Se poi consideriamo che alla fine dell’anno scolastico spesso vengono graziati perché si deve pur sempre considerare lo sforzo per migliorare, allora comprendiamo bene che la maggior parte dei Pierini sono disposti a simulare un qualche pentimento, salvo prepararsi alla riscossa nel nuovo anno scolastico.

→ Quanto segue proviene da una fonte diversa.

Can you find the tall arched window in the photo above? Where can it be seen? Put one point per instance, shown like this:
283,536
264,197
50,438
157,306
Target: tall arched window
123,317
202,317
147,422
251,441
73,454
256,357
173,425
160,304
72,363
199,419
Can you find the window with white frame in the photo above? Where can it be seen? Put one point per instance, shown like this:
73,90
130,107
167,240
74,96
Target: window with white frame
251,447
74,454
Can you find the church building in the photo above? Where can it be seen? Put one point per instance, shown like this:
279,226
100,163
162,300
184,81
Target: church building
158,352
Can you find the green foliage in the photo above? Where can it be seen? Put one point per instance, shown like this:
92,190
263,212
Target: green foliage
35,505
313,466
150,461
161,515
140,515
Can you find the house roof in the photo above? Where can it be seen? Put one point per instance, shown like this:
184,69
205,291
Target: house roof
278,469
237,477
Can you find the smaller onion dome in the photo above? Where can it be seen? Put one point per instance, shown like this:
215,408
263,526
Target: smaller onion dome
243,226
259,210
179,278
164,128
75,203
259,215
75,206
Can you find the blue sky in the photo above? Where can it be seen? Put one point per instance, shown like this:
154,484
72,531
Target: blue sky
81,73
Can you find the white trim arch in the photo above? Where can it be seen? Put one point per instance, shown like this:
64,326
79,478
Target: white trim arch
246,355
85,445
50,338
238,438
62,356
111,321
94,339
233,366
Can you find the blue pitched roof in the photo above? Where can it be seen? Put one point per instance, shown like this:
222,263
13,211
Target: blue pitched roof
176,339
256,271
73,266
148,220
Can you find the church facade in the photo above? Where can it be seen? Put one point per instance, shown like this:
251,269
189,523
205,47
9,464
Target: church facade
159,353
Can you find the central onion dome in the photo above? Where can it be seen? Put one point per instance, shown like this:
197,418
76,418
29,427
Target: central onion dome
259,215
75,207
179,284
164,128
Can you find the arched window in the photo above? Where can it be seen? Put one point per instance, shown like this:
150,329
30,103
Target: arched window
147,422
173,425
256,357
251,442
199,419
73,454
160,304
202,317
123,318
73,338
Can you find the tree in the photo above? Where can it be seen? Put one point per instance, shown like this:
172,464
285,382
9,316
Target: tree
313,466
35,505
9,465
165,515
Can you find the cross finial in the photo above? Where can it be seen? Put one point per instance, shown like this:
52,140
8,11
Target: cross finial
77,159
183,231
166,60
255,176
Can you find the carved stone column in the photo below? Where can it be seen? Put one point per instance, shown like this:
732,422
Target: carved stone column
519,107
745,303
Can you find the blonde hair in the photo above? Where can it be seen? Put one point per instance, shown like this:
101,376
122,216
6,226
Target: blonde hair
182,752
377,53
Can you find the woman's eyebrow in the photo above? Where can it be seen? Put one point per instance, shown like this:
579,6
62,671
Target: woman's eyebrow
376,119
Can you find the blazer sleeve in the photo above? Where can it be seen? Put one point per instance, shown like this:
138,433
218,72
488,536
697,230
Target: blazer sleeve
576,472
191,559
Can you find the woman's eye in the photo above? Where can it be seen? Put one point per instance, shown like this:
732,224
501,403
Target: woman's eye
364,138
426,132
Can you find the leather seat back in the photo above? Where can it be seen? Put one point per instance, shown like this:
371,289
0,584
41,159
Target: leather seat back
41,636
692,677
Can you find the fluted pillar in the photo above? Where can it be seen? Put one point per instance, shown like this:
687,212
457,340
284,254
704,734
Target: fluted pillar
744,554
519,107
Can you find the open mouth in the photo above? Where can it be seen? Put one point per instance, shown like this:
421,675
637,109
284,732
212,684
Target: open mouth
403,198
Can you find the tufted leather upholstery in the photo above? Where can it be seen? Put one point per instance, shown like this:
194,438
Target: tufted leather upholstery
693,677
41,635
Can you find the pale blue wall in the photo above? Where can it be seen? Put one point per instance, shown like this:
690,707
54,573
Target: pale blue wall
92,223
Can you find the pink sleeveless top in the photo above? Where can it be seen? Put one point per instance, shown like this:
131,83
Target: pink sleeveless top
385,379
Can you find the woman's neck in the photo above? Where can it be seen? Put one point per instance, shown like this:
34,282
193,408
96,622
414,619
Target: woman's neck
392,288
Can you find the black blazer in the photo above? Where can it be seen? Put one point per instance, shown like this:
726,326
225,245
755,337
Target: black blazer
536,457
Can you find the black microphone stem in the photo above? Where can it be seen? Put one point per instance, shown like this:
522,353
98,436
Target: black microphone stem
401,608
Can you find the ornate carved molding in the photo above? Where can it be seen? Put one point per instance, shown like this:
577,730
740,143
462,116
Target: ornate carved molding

Eh no, cara Gelmini, non basta essere fieri di “una scuola del rigore e della severità”. La scuola deve recuperare la sua valenza educativa, deve lanciare precisi segnali per evitare che si manifestino i casi di bullismo e per venire incontro ai disagi psicologici che talvolta sono all’origine dei casi più eclatanti di comportamenti scorretti. Non solo, la scuola deve offrire ai docenti degli strumenti per arginare i fenomeni sopradescritti attraverso una seria formazione degli insegnanti (almeno nelle aree più a rischio), senza aspettare che gli stessi si muovano spinti da quella buona volontà che da anni caratterizza l’insegnamento, ma obbligandoli a corsi di aggiornamento ciclici. E poi, visto che negli ultimi anni si parla di azienda-scuola, di utenza, di offerta di un prodotto di qualità, bisognerebbe garantire a tutte le componenti -docenti, personale ATA, genitori e allievi- un supporto psicologico attraverso uno psicoterapeuta o la figura del counselor che in America è una realtà da decenni.
Per fare questo, però, ci vogliono dei fondi che il ministro non ha voglia di spendere, visto che la riforma della secondaria di II grado ha portato a dei tagli del personale per risparmiare sugli stipendi. Anche per venire incontro alle difficoltà prettamente scolastiche degli studenti, il ministro ha deciso di non investire grandi somme (in netto contrasto con la C.M. 6163 del 4 giugno 2008) e così potrà sempre dire che la “sua scuola” non regala niente a nessuno e che il solo modo per ottenere un buon profitto è quello di studiare e comportarsi bene.
Mettere sullo stesso piano i doveri della scuola, intesa come istituzione, e quelli degli studenti sarebbe un’idea. Non si può sempre ricordare a degli adolescenti che hanno dei doveri, dimenticandosi di quelli che competono allo Stato nei confronti dei suoi cittadini.